I would hugely appreciate if someone could explicitly walk through the CycleGAN training procedure. I am specifically curious about dealing with the minimax optimization problem.
It’s straightforward to train discriminators without updating the generator networks: just use .detach() so backprop stops at the end of the discriminator instead of carrying on into the generator.
However, training the generators is more complicated. You can use a gradient reversal layer and do everything at once, but that method seems to have fallen out of favor. Some people (e.g. https://arxiv.org/pdf/1711.03213.pdf) use an “inverted objective” method, which essentially means training the discriminator with the aforementioned .detach() method, and then training the generator by giving the discriminator the wrong ground truth. However, this seems pretty suboptimal for obvious reasons – you’re messing up the discriminator to train the generator.

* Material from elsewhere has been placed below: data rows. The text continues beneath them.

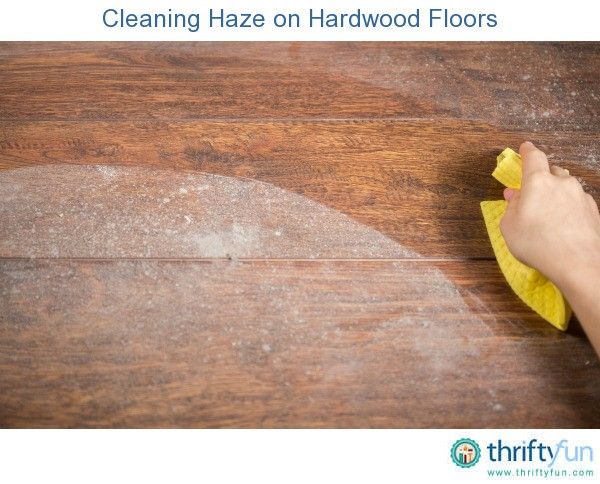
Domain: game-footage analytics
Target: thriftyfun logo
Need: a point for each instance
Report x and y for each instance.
(536, 451)
(465, 453)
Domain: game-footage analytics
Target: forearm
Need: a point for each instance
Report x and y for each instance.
(581, 287)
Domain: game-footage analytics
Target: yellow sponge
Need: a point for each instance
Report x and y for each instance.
(530, 285)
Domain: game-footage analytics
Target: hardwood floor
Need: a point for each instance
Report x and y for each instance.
(280, 234)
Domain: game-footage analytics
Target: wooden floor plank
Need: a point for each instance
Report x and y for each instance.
(282, 343)
(419, 183)
(528, 85)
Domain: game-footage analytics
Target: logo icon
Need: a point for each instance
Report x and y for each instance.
(465, 453)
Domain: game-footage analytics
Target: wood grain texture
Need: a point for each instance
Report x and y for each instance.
(282, 343)
(397, 140)
(419, 182)
(529, 85)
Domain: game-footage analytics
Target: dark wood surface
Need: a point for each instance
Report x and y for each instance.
(362, 290)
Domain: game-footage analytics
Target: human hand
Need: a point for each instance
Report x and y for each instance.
(551, 224)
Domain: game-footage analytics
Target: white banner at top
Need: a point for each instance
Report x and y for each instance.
(316, 20)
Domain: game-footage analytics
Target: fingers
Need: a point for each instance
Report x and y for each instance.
(534, 160)
(558, 171)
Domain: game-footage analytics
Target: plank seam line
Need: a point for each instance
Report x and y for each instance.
(256, 259)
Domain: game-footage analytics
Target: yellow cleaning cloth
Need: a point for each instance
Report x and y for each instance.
(530, 285)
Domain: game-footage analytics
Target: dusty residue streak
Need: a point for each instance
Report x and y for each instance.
(262, 320)
(102, 211)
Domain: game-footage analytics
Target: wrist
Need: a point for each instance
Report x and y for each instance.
(580, 272)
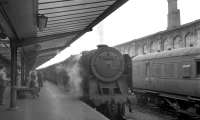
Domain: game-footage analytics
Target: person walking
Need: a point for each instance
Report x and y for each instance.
(4, 80)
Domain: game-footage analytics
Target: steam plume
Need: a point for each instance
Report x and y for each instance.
(72, 68)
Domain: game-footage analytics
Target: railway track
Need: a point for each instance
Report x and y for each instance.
(153, 112)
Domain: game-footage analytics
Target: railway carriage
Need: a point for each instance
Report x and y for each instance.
(171, 77)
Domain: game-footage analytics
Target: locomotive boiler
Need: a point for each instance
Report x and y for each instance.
(106, 79)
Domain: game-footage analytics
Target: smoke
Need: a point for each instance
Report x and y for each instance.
(3, 74)
(72, 68)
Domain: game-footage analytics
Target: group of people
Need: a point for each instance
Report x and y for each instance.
(34, 82)
(4, 81)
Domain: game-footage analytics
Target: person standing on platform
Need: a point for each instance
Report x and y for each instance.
(4, 80)
(34, 85)
(40, 79)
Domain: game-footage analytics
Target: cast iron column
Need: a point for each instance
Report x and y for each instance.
(13, 73)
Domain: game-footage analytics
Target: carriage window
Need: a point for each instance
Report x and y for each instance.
(147, 69)
(198, 68)
(117, 91)
(105, 91)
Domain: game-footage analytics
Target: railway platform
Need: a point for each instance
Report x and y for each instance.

Fastai seems to deal with this problem by… strategically setting requires_grad = False and .eval()? My basic understanding of backprop/pytorch is that gradients for later stages of a network need to be computed in order to compute gradients for the earlier stages. I.e., it seems invalid to set requires_grad = False on a discriminator and expect to backprop through it to a generator.
If anyone could explain these alternatives and their pros/cons, what specific settings are required to make each work, etc, that would be awesome. Thanks!